MasonProtter commented 3 days ago

disappointingly, I don't think there's a way for lazy.( a .= b) to get rid of the materialize! since there's an unconditional materialize!, so that case may need a macro.

charleskawczynski commented 3 days ago

Hm, I think I'd call that a bug in LB, since that's not matching the semantics of broadcasting.

@. c += a + b

should be mutating c, not producing Base.broadcasted(+, c, Base.broadcasted(+, a, b)).

Well, I'd argue it's not technically a bug, that's the broadcasted object that would be passed to materialize!(c, bc::Base.Broadcasted), but I agree that it doesn't match broadcasting semantics.

I don't think we strictly need this, but I'm also not sure I have the bandwidth to change the syntax everywhere we would need to make those changes.

If your dependence on DontMaterialize.jl is time-sensitive, I suggest continuing with registration.

In the mean time, I'm happy to update LB.jl to include instantiate calls.

MasonProtter commented 3 days ago

Well, I'd argue it's not technically a bug, that's the broadcasted object that would be passed to materialize!(c, bc::Base.Broadcasted), but I agree that it doesn't match broadcasting semantics.

Yeah, it's only a bug if you want it to match broadcast semantics.

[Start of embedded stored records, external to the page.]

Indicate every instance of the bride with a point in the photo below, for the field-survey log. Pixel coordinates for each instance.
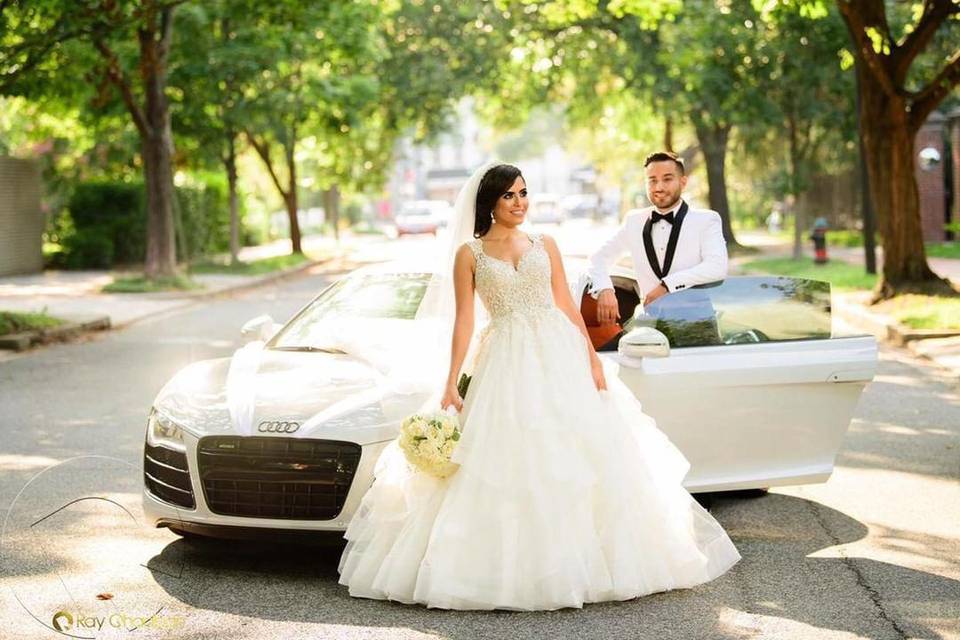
(567, 493)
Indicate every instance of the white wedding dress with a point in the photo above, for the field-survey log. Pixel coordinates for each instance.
(564, 495)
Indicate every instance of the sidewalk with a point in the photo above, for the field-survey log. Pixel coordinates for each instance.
(76, 296)
(854, 309)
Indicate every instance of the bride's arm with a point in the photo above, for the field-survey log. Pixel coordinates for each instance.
(564, 301)
(463, 268)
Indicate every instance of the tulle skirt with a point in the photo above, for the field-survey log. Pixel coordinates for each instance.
(564, 495)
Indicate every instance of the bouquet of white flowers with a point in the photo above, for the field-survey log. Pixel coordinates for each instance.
(428, 440)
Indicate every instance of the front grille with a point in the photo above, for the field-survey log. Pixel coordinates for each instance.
(167, 476)
(266, 477)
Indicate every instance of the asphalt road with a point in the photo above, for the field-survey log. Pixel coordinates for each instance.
(873, 553)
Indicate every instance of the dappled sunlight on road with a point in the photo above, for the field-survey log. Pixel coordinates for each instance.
(14, 462)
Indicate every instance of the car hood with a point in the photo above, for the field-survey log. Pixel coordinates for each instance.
(332, 396)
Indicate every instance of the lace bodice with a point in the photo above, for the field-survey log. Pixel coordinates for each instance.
(504, 289)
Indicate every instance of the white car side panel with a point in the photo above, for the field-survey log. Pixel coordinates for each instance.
(755, 415)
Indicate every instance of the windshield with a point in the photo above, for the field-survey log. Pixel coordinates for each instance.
(743, 310)
(372, 303)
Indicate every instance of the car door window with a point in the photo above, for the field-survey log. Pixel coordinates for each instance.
(359, 301)
(742, 310)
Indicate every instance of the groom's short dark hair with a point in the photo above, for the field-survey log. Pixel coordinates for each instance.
(661, 156)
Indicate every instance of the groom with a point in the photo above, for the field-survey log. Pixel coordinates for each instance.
(673, 246)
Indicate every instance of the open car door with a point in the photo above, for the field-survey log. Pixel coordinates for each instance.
(755, 388)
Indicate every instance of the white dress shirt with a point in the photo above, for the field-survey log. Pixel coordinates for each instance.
(700, 256)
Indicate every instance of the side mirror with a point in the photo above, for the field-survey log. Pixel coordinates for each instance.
(259, 328)
(644, 342)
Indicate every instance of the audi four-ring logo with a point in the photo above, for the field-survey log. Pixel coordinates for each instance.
(277, 426)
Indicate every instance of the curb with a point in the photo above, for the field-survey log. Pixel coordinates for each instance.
(69, 329)
(922, 343)
(73, 326)
(190, 298)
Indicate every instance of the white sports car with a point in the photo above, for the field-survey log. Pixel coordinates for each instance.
(745, 376)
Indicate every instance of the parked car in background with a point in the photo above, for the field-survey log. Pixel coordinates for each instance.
(422, 216)
(773, 393)
(580, 205)
(545, 209)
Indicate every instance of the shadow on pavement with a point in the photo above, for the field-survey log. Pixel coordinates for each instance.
(777, 583)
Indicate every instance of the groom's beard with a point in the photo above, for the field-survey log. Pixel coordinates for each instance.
(676, 197)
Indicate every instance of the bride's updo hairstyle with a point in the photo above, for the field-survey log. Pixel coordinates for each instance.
(495, 182)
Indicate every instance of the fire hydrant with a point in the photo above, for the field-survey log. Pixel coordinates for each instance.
(819, 237)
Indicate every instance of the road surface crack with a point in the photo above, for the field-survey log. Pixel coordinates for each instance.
(862, 582)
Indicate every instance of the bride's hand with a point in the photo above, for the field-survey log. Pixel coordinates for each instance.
(596, 370)
(451, 397)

But I would usually hope that materialize(@lazy $expr) should typically be identical to just running $expr otherwise things become quite tricky to reason about.

If your dependence on DontMaterialize.jl is time-sensitive, I suggest continuing with registration.

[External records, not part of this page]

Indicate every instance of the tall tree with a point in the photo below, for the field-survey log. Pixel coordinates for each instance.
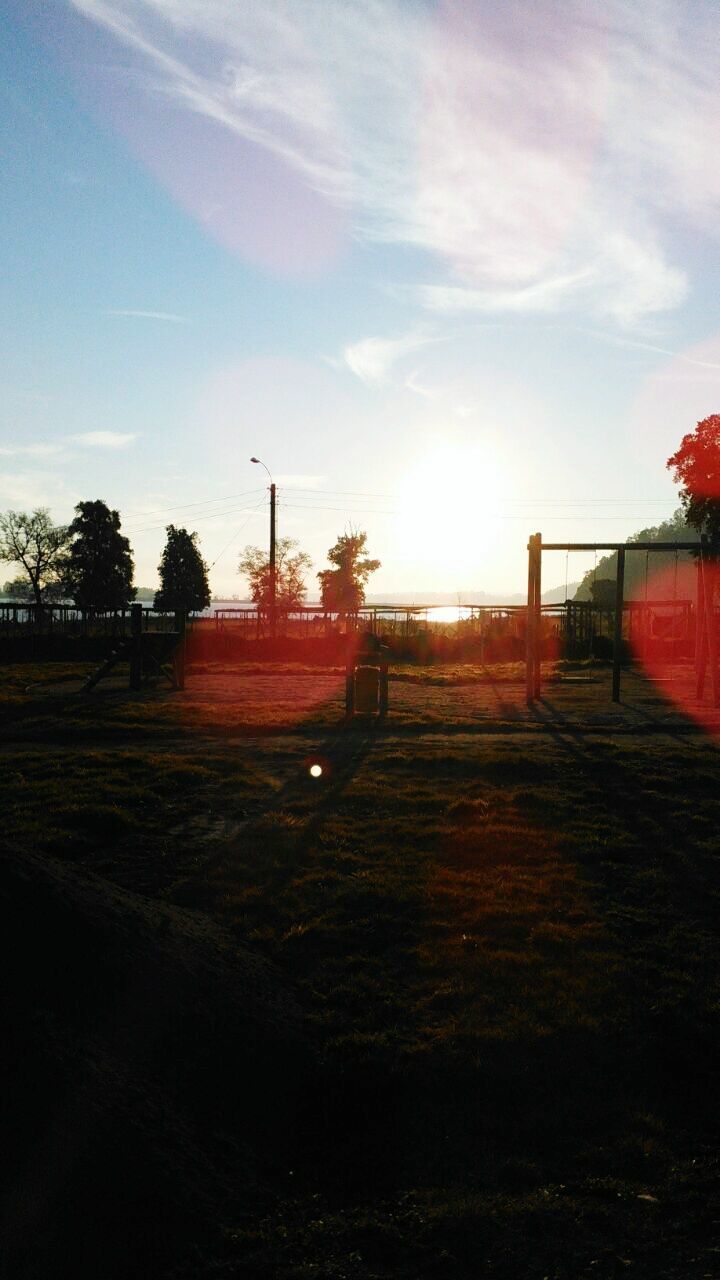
(636, 566)
(99, 567)
(290, 574)
(183, 574)
(31, 540)
(696, 467)
(342, 588)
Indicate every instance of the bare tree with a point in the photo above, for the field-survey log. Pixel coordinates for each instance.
(31, 540)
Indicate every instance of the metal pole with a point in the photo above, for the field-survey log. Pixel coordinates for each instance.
(537, 627)
(273, 583)
(618, 638)
(531, 618)
(136, 647)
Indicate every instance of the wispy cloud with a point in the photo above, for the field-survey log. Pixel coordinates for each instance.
(30, 451)
(149, 315)
(547, 165)
(633, 344)
(104, 439)
(372, 359)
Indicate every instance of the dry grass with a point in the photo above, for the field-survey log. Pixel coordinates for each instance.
(502, 928)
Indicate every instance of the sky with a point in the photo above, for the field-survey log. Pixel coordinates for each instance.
(449, 269)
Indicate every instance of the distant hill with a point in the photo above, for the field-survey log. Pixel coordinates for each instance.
(641, 568)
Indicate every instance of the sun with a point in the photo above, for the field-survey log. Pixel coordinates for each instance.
(449, 498)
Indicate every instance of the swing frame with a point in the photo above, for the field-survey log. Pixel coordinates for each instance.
(706, 643)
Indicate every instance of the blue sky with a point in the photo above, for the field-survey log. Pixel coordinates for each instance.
(450, 270)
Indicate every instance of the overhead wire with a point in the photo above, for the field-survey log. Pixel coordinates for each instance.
(258, 504)
(215, 515)
(183, 506)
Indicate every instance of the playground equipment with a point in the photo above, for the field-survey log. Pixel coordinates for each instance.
(151, 654)
(706, 631)
(365, 682)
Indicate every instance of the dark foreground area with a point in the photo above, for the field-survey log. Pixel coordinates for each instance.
(447, 1010)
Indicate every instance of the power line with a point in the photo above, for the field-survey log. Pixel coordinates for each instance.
(229, 511)
(182, 506)
(256, 507)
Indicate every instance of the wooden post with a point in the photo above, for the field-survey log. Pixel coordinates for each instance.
(136, 647)
(178, 657)
(701, 648)
(382, 707)
(537, 629)
(531, 621)
(710, 577)
(698, 613)
(350, 681)
(618, 636)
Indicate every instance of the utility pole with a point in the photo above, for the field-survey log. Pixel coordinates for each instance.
(273, 579)
(272, 606)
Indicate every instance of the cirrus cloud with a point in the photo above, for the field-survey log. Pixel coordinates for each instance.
(545, 156)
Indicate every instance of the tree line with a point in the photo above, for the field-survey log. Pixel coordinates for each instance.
(90, 562)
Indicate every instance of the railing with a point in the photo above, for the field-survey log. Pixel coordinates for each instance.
(17, 620)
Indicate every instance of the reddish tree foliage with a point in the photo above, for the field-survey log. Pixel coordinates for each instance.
(696, 466)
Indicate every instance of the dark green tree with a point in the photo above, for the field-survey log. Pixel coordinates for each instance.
(183, 574)
(696, 467)
(31, 540)
(669, 531)
(99, 567)
(342, 588)
(290, 574)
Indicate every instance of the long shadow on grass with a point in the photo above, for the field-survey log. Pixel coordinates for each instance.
(654, 878)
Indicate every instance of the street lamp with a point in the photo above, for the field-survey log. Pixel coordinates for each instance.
(272, 607)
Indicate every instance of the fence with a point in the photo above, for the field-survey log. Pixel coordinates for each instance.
(67, 620)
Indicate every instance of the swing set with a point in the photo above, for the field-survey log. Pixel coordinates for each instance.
(706, 631)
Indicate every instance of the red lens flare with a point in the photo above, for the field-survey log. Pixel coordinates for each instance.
(661, 629)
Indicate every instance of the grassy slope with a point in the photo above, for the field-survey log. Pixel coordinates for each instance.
(505, 946)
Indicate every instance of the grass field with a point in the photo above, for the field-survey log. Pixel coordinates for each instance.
(500, 924)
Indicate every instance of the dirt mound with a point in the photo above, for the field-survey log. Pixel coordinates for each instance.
(154, 1075)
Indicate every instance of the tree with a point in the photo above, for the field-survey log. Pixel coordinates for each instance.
(342, 588)
(696, 466)
(290, 574)
(183, 574)
(669, 531)
(99, 567)
(33, 542)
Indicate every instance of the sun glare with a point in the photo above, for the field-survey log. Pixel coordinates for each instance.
(449, 498)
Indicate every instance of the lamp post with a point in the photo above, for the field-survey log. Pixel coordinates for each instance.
(272, 604)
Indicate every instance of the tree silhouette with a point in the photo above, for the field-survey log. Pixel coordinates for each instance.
(342, 588)
(99, 567)
(33, 542)
(696, 466)
(290, 574)
(183, 574)
(669, 531)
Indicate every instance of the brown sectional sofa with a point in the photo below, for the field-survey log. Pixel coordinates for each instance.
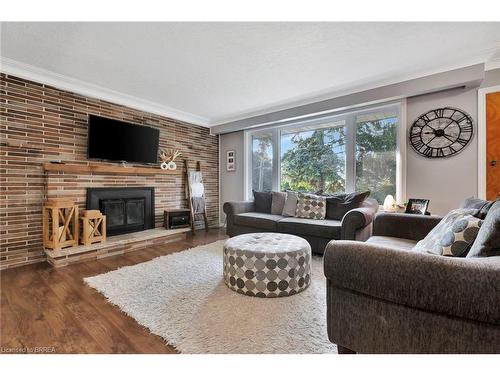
(382, 298)
(355, 225)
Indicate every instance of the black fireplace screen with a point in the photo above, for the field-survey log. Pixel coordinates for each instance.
(127, 209)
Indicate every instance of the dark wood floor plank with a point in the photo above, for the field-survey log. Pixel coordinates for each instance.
(43, 306)
(94, 323)
(42, 319)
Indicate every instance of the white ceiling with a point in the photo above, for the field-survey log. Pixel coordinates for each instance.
(217, 72)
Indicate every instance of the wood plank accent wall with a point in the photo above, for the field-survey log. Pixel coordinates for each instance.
(40, 123)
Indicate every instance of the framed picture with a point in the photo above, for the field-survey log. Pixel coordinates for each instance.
(231, 161)
(417, 206)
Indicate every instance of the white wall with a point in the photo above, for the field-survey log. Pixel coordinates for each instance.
(446, 182)
(231, 183)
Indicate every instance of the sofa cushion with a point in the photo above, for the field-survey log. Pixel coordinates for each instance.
(310, 227)
(257, 220)
(479, 204)
(311, 206)
(263, 201)
(392, 242)
(339, 204)
(278, 202)
(432, 242)
(488, 239)
(458, 239)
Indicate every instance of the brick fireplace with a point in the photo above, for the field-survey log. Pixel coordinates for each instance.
(127, 209)
(40, 123)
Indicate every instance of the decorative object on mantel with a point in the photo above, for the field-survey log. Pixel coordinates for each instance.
(75, 168)
(196, 194)
(417, 206)
(441, 132)
(60, 223)
(168, 159)
(93, 227)
(231, 161)
(389, 203)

I think I'll register it but put a not in the README pointing people to this package as well. It might be beneficial to have the two different choices out there for people.

In the mean time, I'm happy to update LB.jl to include instantiate calls.

Yeah, I think that should solve any performance issues and put the two on the same footing other than some syntactic / semantic differences.